Don't Be Bitter, Be Better - Part Two
FEAR While my kids were with my aunt, I was with a friend Michelle in Elmont. During this time, I learned that ACS was investigating me due to an ongoing custody battle between Julius’s father and I.
I had been awarded full custody of Julius in early of 2015, but once I moved back to Queens, Julius’ father reopened the custody case against, claiming that I had unstable living arrangements. The court ordered ACS to assess the situation.
It had been sometime before I knew ACS was trying to make contact with me because they didn’t have the correct address for me. I met unexpectedly the ACS caseworker at Julius’ school one day while picking him up and she told me that she needed to come to see where we were staying. I gave her my aunt’s address.
Immediately fear came over me. Not because I was doing anything wrong, but because the very thing I vowed to never let happen to my family was the very thing happening to us. I knew the potential of the situation at hand and the threat ACS has had on my family since I was young. I’ve watched the majority of my siblings lose their rights to their children. I was in fear that as hard as I steered away, making better decisions, it was all in vain. I graduated before my high school class and was enrolled in Nassau Community College at age 16. I wasn’t in to drugs, and once I answered the call to ministry and was a minister in training at the age of 20, going to clubs was not even a desire for me anymore. I wasn’t perfect but I strive and still strive to be better!
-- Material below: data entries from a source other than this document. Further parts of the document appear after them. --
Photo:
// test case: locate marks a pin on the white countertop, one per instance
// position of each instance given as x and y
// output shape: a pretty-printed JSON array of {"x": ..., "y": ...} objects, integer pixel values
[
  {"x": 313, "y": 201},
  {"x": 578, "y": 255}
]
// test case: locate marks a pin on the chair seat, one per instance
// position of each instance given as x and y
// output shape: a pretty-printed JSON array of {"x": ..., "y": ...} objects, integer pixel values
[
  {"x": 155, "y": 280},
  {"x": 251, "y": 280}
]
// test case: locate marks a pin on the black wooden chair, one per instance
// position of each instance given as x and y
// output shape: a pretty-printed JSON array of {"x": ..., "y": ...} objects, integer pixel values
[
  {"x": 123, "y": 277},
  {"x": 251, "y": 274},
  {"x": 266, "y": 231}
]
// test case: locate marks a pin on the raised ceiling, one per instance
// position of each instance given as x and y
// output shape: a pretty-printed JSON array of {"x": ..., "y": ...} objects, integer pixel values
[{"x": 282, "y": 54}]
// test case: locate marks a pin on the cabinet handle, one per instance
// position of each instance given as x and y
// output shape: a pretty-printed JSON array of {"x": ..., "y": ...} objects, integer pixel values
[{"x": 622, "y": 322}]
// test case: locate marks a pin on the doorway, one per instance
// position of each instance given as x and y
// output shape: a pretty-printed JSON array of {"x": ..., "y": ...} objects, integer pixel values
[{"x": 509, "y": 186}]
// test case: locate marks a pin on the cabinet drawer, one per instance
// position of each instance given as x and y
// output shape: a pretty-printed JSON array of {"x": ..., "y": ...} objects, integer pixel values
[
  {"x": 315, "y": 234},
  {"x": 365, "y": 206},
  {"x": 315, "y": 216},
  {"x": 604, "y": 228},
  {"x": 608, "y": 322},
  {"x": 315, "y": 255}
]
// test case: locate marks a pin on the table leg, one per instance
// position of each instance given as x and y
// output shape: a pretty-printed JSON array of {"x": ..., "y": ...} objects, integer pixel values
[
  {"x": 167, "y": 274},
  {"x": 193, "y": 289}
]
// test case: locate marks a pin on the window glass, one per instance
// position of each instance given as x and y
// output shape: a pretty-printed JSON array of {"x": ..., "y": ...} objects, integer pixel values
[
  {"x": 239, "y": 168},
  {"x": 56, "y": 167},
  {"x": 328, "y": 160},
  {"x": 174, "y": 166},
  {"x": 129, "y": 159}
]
The next day, October 17, 2016 there was a safety conference. Julius’ father, my aunt, parent advocate, the caseworker and her supervisor, the moderator and myself were in attendance.
They inquired about my living arrangements and I explained why I made the decision for my children to temporarily stay with my aunt and where I was currently staying. I told them that I had found a home but that it was not ready to move in and I had not signed the lease. I even offered for them to come see my apartment.
They then explained to my aunt that my children’s sleeping arrangements on the couch was inappropriate and that because the children were in her care, that any case filed had to be against her also.
ACS told me that without a signed lease I would have a case filed against me in court in favor for the removal of my children. I never felt such pain and agony. How can you decide something like that in one meeting?
I felt as if I was being degraded and punished because I was experiencing a challenging moment in my life.
Why not connect me to temporary housing for my children and I until my place was ready? What about offering a bed since the problem was my sons’ sleeping arrangements? Why not help the family stay together? Instead, they decided to remove my children and split them up. The ACS worker asked me if I was willing to do whatever it took to keep my children. I responded, “Yes.” They jotted down parenting classes and individual and family therapy on a whiteboard. I didn’t think they matched the issue at hand. I made a family arrangement concerning the well being of my children and ACS came in and decided to judge me. It was as if I left my children in a dumpster or on the street somewhere.